Eine Modernisierung der klassischen Fertigungssteuerung durch die Integration von BDE-/MDE-Systemen im Prozessablauf bedeutet für ein Unternehmen zunächst einen zeitlichen und finanziellen Aufwand. Dieser Aufwand stellt häufig ein Hemmnis für die Einführung von BDE-/MDE-Systemen dar, insbesondere wenn die bisherigen Methoden der Unternehmensleitung keinen Anlass zur Besorgnis der Unternehmensfortführung gaben. Ein ‘Hat doch bisher auch immer geklappt!’ oder ‘Was das wieder kostet!’ ist diesbezüglich nicht selten zu hören. Auch die Befürchtungen der Belegschaft vor Kontrolle und Überwachung durch die Unternehmensleitung können die Einführung von BDE/MDE erschweren. Weitere Probleme können sich ergeben, wenn die Maschinen in der Produktion des Unternehmens nicht mehr dem aktuellen Stand der Technik entsprechen und umfangreiche Anpassungsmaßnahmen notwendig wären. Eine Herausforderung dabei ist, die verschiedenen Teilsysteme, die bereits im Unternehmen vorhanden sind, mit den neu einzuführenden Systemen an den richtigen Schnittstellen zu verbinden, da diese nur bei Kompatibilität Daten austauschen können und einwandfrei funktionieren. Erschwerend kommt hinzu, dass die Systeme oft auf verschiedenen Plattformen laufen und sich die Benutzeroberflächen unterscheiden.

Eine sorgfältige Vorbereitung der Implementierung von BDE-/MDE-Systemen sowie eine transparente Kommunikation im Unternehmen sind deshalb grundlegende Voraussetzungen für eine Verbesserung des Produktionsablaufs mit derartigen Systemen.

Zielsetzung der Arbeit:

Das Hauptziel der vorliegenden wissenschaftlichen Arbeit ist die transparente und übersichtliche Ausarbeitung einer technischen Lösung zur erfolgreichen Einführung eines funktionsfähigen BDE-/MDE-Systems an dem praktischen Beispiel eines mittelständischen Produktionsbetriebes in Deutschland.

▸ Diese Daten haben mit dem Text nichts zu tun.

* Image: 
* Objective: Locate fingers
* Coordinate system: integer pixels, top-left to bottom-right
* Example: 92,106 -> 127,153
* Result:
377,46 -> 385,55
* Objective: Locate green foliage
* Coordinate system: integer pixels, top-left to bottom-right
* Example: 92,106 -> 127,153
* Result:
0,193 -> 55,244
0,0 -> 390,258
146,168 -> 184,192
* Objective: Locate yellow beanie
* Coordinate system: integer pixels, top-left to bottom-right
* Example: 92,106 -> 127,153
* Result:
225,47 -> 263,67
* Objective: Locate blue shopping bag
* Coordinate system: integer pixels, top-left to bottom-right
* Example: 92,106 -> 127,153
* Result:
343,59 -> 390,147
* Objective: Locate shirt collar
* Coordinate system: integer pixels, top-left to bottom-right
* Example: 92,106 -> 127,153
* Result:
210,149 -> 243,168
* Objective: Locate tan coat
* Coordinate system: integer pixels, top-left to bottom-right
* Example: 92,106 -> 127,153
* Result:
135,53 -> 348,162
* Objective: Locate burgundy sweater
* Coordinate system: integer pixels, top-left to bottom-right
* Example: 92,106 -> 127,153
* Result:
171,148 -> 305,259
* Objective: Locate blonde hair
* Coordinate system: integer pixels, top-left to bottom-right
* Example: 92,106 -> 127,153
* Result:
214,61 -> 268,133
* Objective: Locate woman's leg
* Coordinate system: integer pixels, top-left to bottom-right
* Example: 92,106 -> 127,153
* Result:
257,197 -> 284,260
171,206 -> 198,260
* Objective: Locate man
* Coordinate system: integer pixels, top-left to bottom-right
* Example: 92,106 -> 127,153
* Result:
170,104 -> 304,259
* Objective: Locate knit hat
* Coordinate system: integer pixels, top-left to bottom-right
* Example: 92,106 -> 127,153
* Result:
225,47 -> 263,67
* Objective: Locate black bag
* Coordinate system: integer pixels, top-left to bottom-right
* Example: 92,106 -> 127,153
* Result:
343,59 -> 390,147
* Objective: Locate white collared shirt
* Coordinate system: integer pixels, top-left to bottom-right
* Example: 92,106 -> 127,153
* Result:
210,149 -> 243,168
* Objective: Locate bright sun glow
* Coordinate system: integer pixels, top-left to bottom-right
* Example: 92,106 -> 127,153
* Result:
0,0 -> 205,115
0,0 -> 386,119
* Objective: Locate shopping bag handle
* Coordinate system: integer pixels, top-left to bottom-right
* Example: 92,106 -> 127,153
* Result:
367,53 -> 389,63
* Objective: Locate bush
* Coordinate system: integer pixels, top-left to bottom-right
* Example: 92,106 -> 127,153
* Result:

Um das angestrebte Hauptziel zu erreichen, werden folgende Unterziele abgeleitet: Erstens ist ein individuell auf das Unternehmen abgestimmtes Sollkonzept zu erarbeiten, und nach dem Abgleich mit dem Ist-Zustand sind detaillierte Maßnahmen zur Erreichung des Sollzustands zu definieren (Projektplan). Zweitens sollen für die im Rahmen des Projektablaufs auftretenden kritischen Größen und Problemfelder Lösungen gefunden werden, die schnellstmöglich in den Projektplan eingearbeitet werden, um eine reibungslose Einführung der Systeme zu gewährleisten sowie zeitliche Verzögerungen zu vermeiden.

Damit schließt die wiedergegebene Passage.